Colville Forest Reserve, Washington

Siskiyou Forest Reserve, Oregon

Bear Lodge Forest Reserve, Wyoming

Holy Cross Forest Reserve, Colorado

Uncompahgre Forest Reserve, Colorado

Park Range Forest Reserve, Colorado

Imnaha Forest Reserve, Oregon

Big Belt Forest Reserve, Montana

Big Hole Forest Reserve, Idaho and Montana

Otter Forest Reserve, Montana

Lewis and Clark Forest Reserve, Montana

Montezuma Forest Reserve, Colorado

Olympic Forest Reserve, Washington

Little Rockies Forest Reserve, Montana

San Juan Forest Reserve, Colorado

Medicine Bow Forest Reserve, Wyoming, Colorado

Yellowstone Forest Reserve, Idaho, Montana and Wyoming

Port Neuf Forest Reserve, Idaho

Palouse Forest Reserve, Idaho

Weiser Forest Reserve, Idaho

Priest River Forest Reserve, Idaho and Washington

Cabinet Forest Reserve, Montana and Idaho

Rainier Forest Reserve, Washington

Washington Forest Reserve, Washington

Ashland Forest Reserve, Oregon

Coquille Forest Reserve, Oregon

Cascade Forest Reserve, Oregon

Umpqua Forest Reserve, Oregon

Blue Mountain Forest Reserve, Oregon
7

When Fulton heard that huge tracts of Oregon forestlands had been pickpocketed by the federal government before the agriculture bill could be voted on, he was furious. No serious American, he believed, could have designated so many western forest reserves in such a cavalier fashion. It was a gray, grim day, Fulton lamented, for Willamette valley’s businessmen. According to Fulton’s tirade, Roosevelt and Pinchot’s team had sneakily withdrawn 16 million acres, ostensibly to prevent overlogging. And eight of the forest reserves were in Oregon: Wenaha, Siskiyou, Imnaha, Ashland, Coquille, Cascade, Umpqua, and Blue Mountain.
8
The whole damn state, Fulton fumed, was becoming a park. The lumber warehouses and industrial storage sheds in his state would be empty if this type of land grab was tolerated. A torrent of accusations followed: Why didn’t Roosevelt burn the Constitution while he was at it? Why didn’t he just declare Oregon a colony and get it over with? Why didn’t he ban sawmills from operating in the West?

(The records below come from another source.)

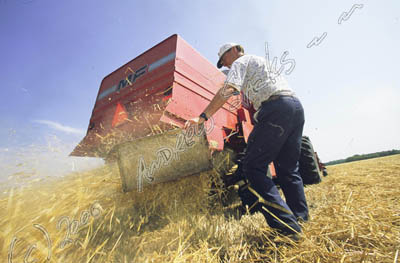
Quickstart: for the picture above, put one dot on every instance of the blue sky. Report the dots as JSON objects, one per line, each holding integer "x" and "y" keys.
{"x": 54, "y": 55}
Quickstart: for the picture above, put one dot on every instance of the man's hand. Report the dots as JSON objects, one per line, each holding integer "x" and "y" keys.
{"x": 194, "y": 121}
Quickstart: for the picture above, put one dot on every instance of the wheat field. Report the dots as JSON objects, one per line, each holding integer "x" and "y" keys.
{"x": 85, "y": 217}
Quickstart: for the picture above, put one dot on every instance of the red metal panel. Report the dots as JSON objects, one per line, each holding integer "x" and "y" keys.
{"x": 141, "y": 85}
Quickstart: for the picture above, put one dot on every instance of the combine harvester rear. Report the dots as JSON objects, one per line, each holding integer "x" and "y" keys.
{"x": 141, "y": 108}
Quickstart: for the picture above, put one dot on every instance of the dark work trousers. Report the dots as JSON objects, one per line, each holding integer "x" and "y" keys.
{"x": 276, "y": 137}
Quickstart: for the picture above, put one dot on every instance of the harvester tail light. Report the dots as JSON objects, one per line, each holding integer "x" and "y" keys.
{"x": 120, "y": 115}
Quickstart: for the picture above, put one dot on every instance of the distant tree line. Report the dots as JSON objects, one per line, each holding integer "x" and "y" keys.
{"x": 359, "y": 157}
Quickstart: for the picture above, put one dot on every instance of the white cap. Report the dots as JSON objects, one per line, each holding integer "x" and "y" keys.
{"x": 223, "y": 50}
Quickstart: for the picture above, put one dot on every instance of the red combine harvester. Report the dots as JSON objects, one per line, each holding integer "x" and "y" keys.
{"x": 140, "y": 111}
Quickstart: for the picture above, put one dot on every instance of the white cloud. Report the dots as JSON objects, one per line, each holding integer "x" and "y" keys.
{"x": 59, "y": 127}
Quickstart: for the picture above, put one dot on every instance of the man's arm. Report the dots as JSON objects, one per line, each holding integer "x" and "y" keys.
{"x": 216, "y": 103}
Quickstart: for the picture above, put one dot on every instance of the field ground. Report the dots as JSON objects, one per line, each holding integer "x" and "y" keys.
{"x": 85, "y": 217}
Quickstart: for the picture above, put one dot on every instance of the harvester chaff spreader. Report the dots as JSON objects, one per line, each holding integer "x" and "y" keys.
{"x": 142, "y": 106}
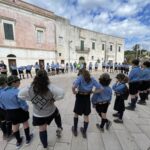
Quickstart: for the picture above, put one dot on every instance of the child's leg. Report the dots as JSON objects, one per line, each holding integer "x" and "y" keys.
{"x": 17, "y": 133}
{"x": 9, "y": 128}
{"x": 75, "y": 119}
{"x": 43, "y": 135}
{"x": 86, "y": 122}
{"x": 85, "y": 126}
{"x": 3, "y": 127}
{"x": 27, "y": 130}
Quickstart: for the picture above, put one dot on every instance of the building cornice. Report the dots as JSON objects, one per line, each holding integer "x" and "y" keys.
{"x": 11, "y": 47}
{"x": 29, "y": 7}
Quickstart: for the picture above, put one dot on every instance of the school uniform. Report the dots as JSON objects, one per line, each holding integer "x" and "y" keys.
{"x": 44, "y": 109}
{"x": 48, "y": 68}
{"x": 134, "y": 77}
{"x": 90, "y": 67}
{"x": 102, "y": 100}
{"x": 103, "y": 65}
{"x": 37, "y": 67}
{"x": 116, "y": 67}
{"x": 16, "y": 109}
{"x": 20, "y": 70}
{"x": 14, "y": 70}
{"x": 126, "y": 69}
{"x": 3, "y": 69}
{"x": 82, "y": 103}
{"x": 53, "y": 66}
{"x": 119, "y": 106}
{"x": 57, "y": 68}
{"x": 96, "y": 66}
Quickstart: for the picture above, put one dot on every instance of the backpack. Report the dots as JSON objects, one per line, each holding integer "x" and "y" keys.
{"x": 126, "y": 93}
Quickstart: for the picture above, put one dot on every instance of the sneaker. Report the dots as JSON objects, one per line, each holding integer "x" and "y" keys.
{"x": 130, "y": 108}
{"x": 59, "y": 132}
{"x": 98, "y": 126}
{"x": 83, "y": 133}
{"x": 118, "y": 120}
{"x": 74, "y": 131}
{"x": 29, "y": 141}
{"x": 19, "y": 144}
{"x": 108, "y": 124}
{"x": 141, "y": 102}
{"x": 116, "y": 114}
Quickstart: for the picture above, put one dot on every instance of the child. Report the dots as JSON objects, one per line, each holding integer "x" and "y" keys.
{"x": 102, "y": 100}
{"x": 120, "y": 89}
{"x": 144, "y": 83}
{"x": 42, "y": 94}
{"x": 17, "y": 110}
{"x": 134, "y": 78}
{"x": 82, "y": 88}
{"x": 6, "y": 126}
{"x": 28, "y": 71}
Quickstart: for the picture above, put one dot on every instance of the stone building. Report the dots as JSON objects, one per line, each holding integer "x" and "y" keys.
{"x": 75, "y": 43}
{"x": 30, "y": 34}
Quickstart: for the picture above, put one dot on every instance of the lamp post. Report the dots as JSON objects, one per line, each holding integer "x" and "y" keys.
{"x": 69, "y": 42}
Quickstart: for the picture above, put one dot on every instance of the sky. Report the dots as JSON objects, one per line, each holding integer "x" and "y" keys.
{"x": 124, "y": 18}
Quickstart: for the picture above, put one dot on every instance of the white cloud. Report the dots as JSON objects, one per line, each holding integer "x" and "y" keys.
{"x": 106, "y": 20}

Not for a second did Fulton believe that the autocratic Roosevelt was preserving millions of acres for homesteaders or for posterity. The new forest reserves were, to his mind, something the aristocrats of the Boone and Crockett Club and the Audubon Society wanted to have as trophies, at the expense of hardworking, taxpaying citizens. And in general, western interests claimed that this was foul play. Roosevelt, they believed, had acted dishonorably by setting aside the 16 million acres of forest reserves without proper congressional consultation.